Hasso-Plattner-Institut
Prof. Dr. Felix Naumann
  
 

Open theses

The information systems group is always looking for good master students to write master's theses. The theses can be in one of the following broad areas:

  • Duplicate Detection
  • Data Profiling
  • Linked Data
  • Text Mining
  • Recommender Systems
  • Information Retrieval
  • Natural Language Processing

Please note that the list below is only a small sample of possible thesis topics and ideas. Please contact us to discuss further, to find new topics, or to suggest a topic of your own.

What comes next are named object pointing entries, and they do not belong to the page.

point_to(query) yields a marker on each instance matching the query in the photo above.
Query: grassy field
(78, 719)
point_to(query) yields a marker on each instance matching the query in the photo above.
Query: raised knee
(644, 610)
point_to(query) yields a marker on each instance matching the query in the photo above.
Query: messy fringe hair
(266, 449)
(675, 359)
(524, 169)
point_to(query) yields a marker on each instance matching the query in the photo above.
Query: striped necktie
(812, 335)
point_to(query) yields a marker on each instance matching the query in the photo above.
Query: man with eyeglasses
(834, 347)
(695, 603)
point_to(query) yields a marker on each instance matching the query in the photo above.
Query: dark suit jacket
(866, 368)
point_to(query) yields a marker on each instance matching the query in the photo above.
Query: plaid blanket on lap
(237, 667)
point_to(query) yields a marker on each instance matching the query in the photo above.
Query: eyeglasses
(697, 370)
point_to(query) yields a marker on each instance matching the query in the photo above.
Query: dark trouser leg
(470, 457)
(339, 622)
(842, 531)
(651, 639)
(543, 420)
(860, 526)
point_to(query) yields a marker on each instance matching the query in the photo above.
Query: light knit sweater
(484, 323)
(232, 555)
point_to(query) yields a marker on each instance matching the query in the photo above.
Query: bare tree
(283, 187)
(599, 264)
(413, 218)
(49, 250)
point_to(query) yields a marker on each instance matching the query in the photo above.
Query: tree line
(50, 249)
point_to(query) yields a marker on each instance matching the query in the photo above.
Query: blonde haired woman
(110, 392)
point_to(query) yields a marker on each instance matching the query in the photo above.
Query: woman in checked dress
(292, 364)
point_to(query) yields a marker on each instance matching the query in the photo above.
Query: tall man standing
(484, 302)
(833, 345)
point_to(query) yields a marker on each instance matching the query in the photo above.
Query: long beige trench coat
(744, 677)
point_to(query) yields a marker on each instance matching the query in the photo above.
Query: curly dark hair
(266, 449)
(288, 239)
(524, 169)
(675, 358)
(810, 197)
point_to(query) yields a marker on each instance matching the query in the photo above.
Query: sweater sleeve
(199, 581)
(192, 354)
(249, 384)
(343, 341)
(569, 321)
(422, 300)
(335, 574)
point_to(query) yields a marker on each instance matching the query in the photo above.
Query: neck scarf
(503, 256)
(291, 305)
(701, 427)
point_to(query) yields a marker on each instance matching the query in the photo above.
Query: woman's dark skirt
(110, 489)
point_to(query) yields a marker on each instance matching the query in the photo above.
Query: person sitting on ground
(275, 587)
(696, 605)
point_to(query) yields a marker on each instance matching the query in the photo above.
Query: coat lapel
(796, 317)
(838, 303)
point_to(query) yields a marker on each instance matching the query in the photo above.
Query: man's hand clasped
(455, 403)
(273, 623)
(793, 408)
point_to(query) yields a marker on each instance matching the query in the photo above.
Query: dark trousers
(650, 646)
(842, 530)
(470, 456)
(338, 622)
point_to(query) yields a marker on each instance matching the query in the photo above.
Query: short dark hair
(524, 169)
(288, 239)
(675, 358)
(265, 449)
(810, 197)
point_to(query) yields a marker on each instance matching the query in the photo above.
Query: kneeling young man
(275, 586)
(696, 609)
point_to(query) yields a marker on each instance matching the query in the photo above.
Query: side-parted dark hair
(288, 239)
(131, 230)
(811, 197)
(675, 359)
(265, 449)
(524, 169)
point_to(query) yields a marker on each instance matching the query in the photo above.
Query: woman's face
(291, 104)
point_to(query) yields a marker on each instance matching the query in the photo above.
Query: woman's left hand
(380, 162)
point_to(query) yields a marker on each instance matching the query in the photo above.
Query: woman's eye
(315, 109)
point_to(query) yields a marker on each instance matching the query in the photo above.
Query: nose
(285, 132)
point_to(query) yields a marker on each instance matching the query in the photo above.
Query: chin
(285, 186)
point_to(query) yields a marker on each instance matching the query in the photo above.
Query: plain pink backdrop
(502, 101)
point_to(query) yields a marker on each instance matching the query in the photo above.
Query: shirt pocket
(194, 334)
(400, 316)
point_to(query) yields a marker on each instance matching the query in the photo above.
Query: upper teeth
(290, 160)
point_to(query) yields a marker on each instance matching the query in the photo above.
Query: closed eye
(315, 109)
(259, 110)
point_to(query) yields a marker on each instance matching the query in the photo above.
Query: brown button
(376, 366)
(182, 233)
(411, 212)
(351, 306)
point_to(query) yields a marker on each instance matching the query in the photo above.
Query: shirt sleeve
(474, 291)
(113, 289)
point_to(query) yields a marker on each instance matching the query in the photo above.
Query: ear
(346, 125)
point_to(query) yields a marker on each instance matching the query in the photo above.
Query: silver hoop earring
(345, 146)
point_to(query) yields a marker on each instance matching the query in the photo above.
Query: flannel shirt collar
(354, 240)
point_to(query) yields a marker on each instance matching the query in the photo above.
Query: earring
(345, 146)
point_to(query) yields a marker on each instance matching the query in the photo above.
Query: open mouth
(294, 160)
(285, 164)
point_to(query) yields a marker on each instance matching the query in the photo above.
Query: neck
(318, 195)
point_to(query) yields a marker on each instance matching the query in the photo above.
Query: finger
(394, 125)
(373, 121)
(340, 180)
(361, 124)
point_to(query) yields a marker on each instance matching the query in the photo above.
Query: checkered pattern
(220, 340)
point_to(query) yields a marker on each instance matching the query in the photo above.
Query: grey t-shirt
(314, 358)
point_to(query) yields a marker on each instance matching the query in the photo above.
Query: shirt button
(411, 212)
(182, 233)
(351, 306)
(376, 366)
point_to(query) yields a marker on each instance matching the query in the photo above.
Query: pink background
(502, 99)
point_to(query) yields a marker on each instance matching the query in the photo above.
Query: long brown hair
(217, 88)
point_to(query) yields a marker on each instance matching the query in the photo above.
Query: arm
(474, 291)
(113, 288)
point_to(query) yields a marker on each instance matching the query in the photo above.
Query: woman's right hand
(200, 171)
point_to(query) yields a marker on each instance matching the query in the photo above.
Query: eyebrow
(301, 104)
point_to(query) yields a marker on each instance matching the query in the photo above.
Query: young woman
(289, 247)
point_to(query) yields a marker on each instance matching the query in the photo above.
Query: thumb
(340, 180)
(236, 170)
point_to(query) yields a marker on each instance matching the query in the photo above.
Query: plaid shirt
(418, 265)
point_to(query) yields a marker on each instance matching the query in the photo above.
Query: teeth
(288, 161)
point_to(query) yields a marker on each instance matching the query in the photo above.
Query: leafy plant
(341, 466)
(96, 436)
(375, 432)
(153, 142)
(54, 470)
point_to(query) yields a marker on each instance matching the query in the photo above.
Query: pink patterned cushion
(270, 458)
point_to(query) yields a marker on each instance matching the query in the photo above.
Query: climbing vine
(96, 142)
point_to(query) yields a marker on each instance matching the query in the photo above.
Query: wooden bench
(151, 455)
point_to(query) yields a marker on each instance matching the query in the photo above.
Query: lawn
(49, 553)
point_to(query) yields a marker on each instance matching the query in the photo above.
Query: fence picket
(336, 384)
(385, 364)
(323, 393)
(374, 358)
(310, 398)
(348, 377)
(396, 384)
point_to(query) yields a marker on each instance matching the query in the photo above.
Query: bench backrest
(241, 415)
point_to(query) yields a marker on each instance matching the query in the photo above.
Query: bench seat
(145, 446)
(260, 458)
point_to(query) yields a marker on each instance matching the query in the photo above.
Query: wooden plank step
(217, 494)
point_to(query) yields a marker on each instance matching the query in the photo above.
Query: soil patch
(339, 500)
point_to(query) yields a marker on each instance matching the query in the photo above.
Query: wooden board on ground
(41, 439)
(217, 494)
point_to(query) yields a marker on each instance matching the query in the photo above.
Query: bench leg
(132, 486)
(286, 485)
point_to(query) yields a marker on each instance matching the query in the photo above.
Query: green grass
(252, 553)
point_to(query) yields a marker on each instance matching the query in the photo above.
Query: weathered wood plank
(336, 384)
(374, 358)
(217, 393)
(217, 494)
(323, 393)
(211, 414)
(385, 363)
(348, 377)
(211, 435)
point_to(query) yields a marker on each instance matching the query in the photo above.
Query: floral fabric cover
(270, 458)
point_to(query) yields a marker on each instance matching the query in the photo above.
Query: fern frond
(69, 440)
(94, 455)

For more information about writing a master's theses in our group, please see here.


Database Group

Inferring Regular Expressions for Database Columns

  • A regular expression (regex) is an elegant, standard, and informative description of the content of a database column to support various analytical tasks.
  • Building a high-quality expression is a difficult and tedious process that needs human involvement in most cases.
  • Automatic learning and inference of such expressions is a both relevant and challenging task.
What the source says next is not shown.